@taowave nailed it. I don't have anything like his experience in the market, but everything I've learned on my own hide (and given our earlier exchanges about
having to try things out in order to really understand them, that's everything I've learned about trading) reflects what he says 100%.
I won't claim to be the best trader in the world, but I'd say I'm doing reasonably well (despite having a
long way to go) - and I don't have anything resembling directional ability. I would do amazingly well if I did, but despite trying everything I've ever heard of, it's... minuscule at best. Stocks are just a way for me to kill my account, period. With stock, I can bet on it going up - or down... and then waste my time hoping that it'll move in the right direction.
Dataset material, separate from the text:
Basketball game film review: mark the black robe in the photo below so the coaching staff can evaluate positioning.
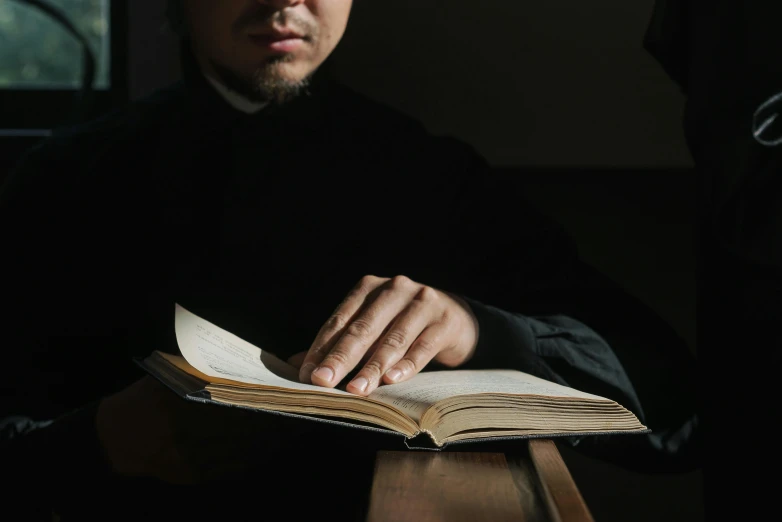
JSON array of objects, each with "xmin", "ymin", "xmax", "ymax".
[{"xmin": 0, "ymin": 45, "xmax": 699, "ymax": 519}]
No thanks.
With options, however, I can bet on vol - something I find much more predictable - and play several different aspects of it. I can make directional trades with a built-in buffer, take a risk across a narrow price band for a unlimited return to one side or the other (or on both sides, if the vol makes the right move), bet on gradual or fast non-directional drops or rallies in either price or vol, make bets on the price staying in one place - or doing so for a while and then rallying or dropping... almost infinite possibilities.
If it wasn't for options, I would have given up on trading, period.
To echo taowave's advice: learn verticals. Just start with that, and nothing but that. If you can get really comfortable with just the basic four and really, really get everything pertinent to them - debit vs. credit, synthetic equivalents (and where they're
not equivalent), the greeks that you want to have (or minimize) for each type, and their ATM/OTM positioning for different purposes/theses on vol/price movement, you'll have a very, very solid basis for anything else that you want to expand into. Developing whatever directional ability you can will help a lot - not that you have to, because a condor is just a pair of spreads, but there's little that stock trading can teach you that trading spreads won't.